What she likes about his work he’s gleaned from the paintings she has chosen to hang in the cottage, and her few light observations about clarity and prophecy, landscapes stripped of former inhabitants, the next Mesolithic age. She likes his human figures frilled and sutured, like ammonites. She hung the paintings the day they moved into the ramshackle Border cottage, while the roof gaped open at one end, and the crows dropped cobs of mud in like a dirty hex upon the new occupants.

There are none of the severe mountain ridges in the house, though. Those are the ones that have fetched big money in America and Canada, that have complicated tax years for them, while enabling the underpinning of the house at its north-west corner. Those are the paintings that have provided funds to travel, to visit collections in the national galleries of the world and spend six months in Italy, finally. That was a good trip–they pulled the kids out of school, much to the disapproval of Headmaster Pokerarse-and spent the time visiting museums like Victorian gentry. Rome: shabby and vandalised, but extraordinary, busted seat of the colossal empire. Green-lipped Venice. Florence, where they couldn’t turn around without tripping over a masterpiece. Perseus with the head of the Medusa. The church in Umbria, hung with a thousand tiles depicting a thousand local tragedies. He made those little pilgrimages he had wanted to make for years. Picked up some great souvenirs (and one particularly meaningful ‘find’, undeclared at customs, naturally). They made a fuss of him at the British Academy; he was on the radar by then, beginning to command respect, beginning to sell expensively.

Now wealthy climbers collect his mountains faithfully-the Rolex-Gore-tex brigade, Lydia calls them. They’ll travel upcountry when over on business, not only to scale famous peaks in the Lakeland, but to locate his little hub of industry and tell him under his front-door lintel that if it weren’t for the detail on the side of such and such a composition, grandly positioned in their study, office or corporate lobby, they never would have found a new route up the crags to the summit. ‘Super, I can charge you double for cartography then,’ he’ll say.

 

Never mind that fish pie; he could murder a toke. That would take the edge off all this madness. That would give him some reprieve from the existential mind-fuck. Except the pouch is in the bloody car. Why is it never to hand when he needs it? Why does he always have to go and fetch it from the glove box, the kitchen table, the bottom of the laundry hamper? Senility, probably. Welcome to your dotty dotage, laddo. If he could just have a smoke he could clear the cobwebs from his brain and he’d be able to sort this mess out. Come up with a plan to save the perishing foot, and get home, or to the hospital. Instead he’s sitting here under the rain clouds, dreaming of a tobacco miracle. He’s exhausting himself with nihilism, and expending his energy on imaginary rodents.

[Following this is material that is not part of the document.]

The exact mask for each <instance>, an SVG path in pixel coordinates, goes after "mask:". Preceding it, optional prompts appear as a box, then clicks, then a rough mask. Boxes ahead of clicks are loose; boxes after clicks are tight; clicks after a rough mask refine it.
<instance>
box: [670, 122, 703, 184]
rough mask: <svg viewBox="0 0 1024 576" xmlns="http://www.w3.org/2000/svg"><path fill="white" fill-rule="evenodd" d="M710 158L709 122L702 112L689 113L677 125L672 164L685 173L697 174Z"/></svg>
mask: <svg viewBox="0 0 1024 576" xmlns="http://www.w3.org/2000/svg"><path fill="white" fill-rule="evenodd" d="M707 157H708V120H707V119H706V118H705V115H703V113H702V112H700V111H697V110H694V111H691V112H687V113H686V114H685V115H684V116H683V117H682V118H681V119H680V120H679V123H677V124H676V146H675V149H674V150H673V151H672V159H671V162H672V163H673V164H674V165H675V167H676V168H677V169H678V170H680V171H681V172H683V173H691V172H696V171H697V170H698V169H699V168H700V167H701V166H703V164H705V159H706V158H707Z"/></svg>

What time is it now? Must be late. After midnight. After heart attacks and cancers. After love and lost lovers, after he’s been born. Neville Caldicutt will be getting up in a few hours, throwing leaves into the tin teapot, squeaking his bedsprings. ‘Mind you keep reading books, Petie. Mind you work hard. There’s a whole world out there.’ There is a world. But he is tired. He is spent. And the dark is as dark as it is behind his eyes, when he closes them, just for a second.